I discovered a mouse in my silverware drawer the other day. I think we both had quite a shock, actually. I pulled open the silverware drawer, reaching for a fork, and found myself face-to-face with a pretty surprised mouse! I let out a little yelp and slammed the door shut. It’s probably just luck that I didn’t decapitate the little critter right then and there. I know having mice in an old farmhouse like ours is pretty much commonplace, but I hate mice. And we have not had any in our house in quite a long time. So this was definitely a surprise!
Kate came into the kitchen when she heard the commotion. When I told her there was a mouse, she ran to get one of our cats. I commenced disassembling my kitchen cabinets. I hate mice. The little creep had been in each and every drawer, leaving droppings, urine pools, and chewed up hot pads all over the place. Eew. Eew. Eew.

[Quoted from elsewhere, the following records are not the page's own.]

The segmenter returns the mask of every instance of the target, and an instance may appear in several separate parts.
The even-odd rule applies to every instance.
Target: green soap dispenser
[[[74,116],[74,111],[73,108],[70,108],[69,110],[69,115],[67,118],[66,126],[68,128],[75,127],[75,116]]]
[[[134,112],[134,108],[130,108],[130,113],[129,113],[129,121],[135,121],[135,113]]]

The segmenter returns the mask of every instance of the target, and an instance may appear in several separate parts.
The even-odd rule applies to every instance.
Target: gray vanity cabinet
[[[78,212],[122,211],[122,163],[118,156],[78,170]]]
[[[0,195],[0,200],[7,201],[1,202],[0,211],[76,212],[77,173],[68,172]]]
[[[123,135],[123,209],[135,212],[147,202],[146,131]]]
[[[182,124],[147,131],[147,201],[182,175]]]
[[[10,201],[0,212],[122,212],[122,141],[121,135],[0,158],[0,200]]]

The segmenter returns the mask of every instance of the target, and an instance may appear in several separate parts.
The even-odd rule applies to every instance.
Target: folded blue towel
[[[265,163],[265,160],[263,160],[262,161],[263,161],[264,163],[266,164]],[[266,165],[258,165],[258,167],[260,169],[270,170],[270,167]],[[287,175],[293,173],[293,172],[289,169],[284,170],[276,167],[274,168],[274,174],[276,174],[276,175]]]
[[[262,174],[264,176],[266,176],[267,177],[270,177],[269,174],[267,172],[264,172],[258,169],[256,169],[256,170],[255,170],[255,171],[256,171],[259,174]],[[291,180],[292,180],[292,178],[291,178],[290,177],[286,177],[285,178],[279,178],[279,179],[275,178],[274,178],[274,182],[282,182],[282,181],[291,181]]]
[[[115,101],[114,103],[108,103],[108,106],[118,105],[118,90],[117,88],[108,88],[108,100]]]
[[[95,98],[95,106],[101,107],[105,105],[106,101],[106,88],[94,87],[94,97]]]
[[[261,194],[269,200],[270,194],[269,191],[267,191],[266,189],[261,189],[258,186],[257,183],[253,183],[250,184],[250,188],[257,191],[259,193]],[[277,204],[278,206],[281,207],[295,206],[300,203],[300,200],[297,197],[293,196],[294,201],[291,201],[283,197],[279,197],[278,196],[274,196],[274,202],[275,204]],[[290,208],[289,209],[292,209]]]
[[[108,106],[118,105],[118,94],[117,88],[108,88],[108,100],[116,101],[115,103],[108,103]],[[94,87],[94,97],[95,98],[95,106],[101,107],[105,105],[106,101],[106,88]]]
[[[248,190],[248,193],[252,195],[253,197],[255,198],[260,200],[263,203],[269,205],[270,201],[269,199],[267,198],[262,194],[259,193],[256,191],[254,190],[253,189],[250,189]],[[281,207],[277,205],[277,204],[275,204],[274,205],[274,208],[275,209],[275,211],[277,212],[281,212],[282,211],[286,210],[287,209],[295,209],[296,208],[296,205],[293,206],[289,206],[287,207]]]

Kate brought the cat. This was, in and of itself, quite humorous. Our “inside” cats are not much more than small beanbags and are embarrassingly overweight. I had little faith in their ability to catch a mouse. I was right. The cat just sat there like a lump of lard on the floor. Time for Plan B.
Doug came in to see what was going on, since Kate had been scrambling and shouting all over the house about the mouse. By this time I had all the drawers out, but there was no mouse. Seeing an opening between the cabinet and the sink, we opened the cabinet below the sink. No mouse. Well, we didn’t THINK there was a mouse. Kate happened to spot it, clinging to one of the water lines with a very startled look on its face. The shrieking commenced again.
I’m pretty sure the mouse was struck deaf, because Kate started screaming and yelling, hopping around like the floor was on fire. I ran to get our Jack Russell terrier, Lizzie. By the time I got back with Lizzie the mouse had vacated the area and we lost him. Drat. Now there was a mouse in my house and I HATE mice.
Later that evening I picked up our local paper from the kitchen cabinet. My kitchen was now in a state of total chaos, since I had to take all the drawers out of the cabinet and it was too late at night to start the sanitizing process needed before I could put them all back. So I didn’t have any place to set my paper down to read it. Except the top of the stove. So, that is what I did.
As I read, trying to relax a bit before bed, I heard “crunch, crunch, crunch … nibble, nibble nibble,” coming from under my newspaper. “You’ve got to be kidding,” I thought. I set the paper aside and lifted the stove top. Yup. There sat the mouse. Again, startled.
I hollered for backup, and looked for padded leather gloves. I thought I would just catch this little creep myself! But I could only find one padded leather glove. So I used an oven mitt. It already had mouse crap on it, so why not!?
Doug helped herd the mouse in the right direction, and after some scrambling, name calling, and near-misses, I caught it. Success!
I took the mouse outside, intending to let the more predatory “outside” cats and/or Lizzie have it. Lizzie snatched it out of my hand and promptly dropped it on the ground. At this, the mouse seized the opportunity and darted away! Another mad scramble ensued as we chased the mouse around and under the deck until Lizzie finally caught it. And that was the end of the mouse. Thank goodness. Now the process of sanitizing my kitchen has started. I hate mice.